A sensação de quando se está apanhando também é muito viva: medo, solidão, tristeza e raiva. O meu agressor sempre me mandava pensar sobre o motivo de eu ter recebido uma surra e eu nunca consegui associar, porque o meu possível erro e a surra não eram coisas simétricas. Então, acabava por entender que ali não existia amor por mim e que eu não era bem vinda naquele lugar em que morava.
Por vezes, leio algumas postagens de companheiras da luta feminista colocando a mãe como alguém inquestionavelmente responsável com seus filhos, e isso nem de longe é real. Somente a criança pode falar o que se passa com ela. E enquanto não tivermos instrumentos sociais para alcançar as crianças deste país e dar a elas voz e vez, elas serão as pessoas mais expostas a todo o tipo de violência.

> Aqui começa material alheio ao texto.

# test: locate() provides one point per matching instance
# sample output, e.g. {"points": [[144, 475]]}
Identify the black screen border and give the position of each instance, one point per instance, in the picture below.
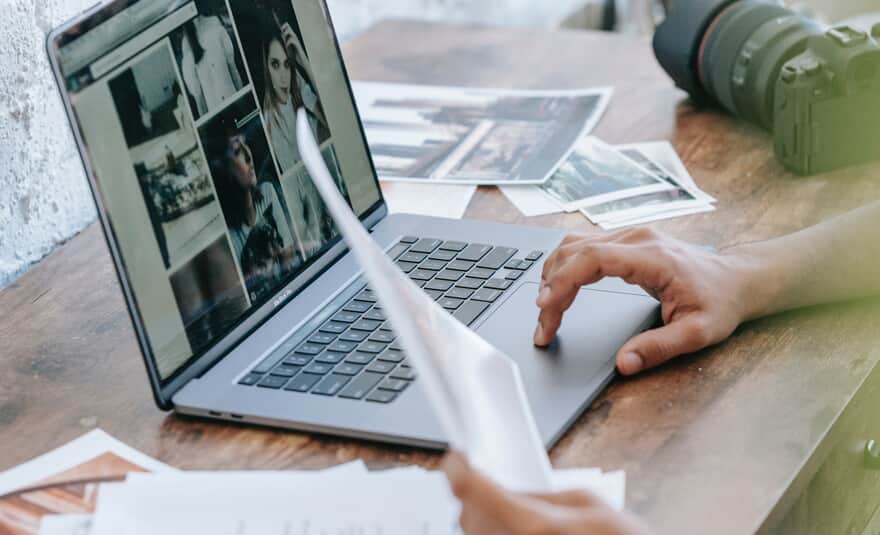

Aliás, me ocorreu algo óbvio agora: a maioria das pessoas que vivem num ambiente violento naturalizam a violência, chegando muitas vezes a associá-la ao amor -– é o caso de muitas mulheres que se envolvem com homens agressivos e ciumentos. E uma vez naturalizada a violência como forma de corrigir e educar uma pessoa, ela tem enormes chances de virar sabe o quê quando adulta? Isso mesmo: bolsominion, fascista, filhote da ditadura e afins, tanto quanto aquelas pessoas da classe média tradicional, que foram criadas na bolha dos privilégios.
Nós, militantes dos direitos humanos, precisamos urgentemente colocar o direito da criança no centro do debate. Tantas vezes nos questionamos sobre como foi que chegamos ao senso comum do ódio, inclusive entre as classes menos favorecidas, enquanto, debaixo do nosso nariz, crianças e adolescentes são barbarizados até que também se tornem adultos bárbaros.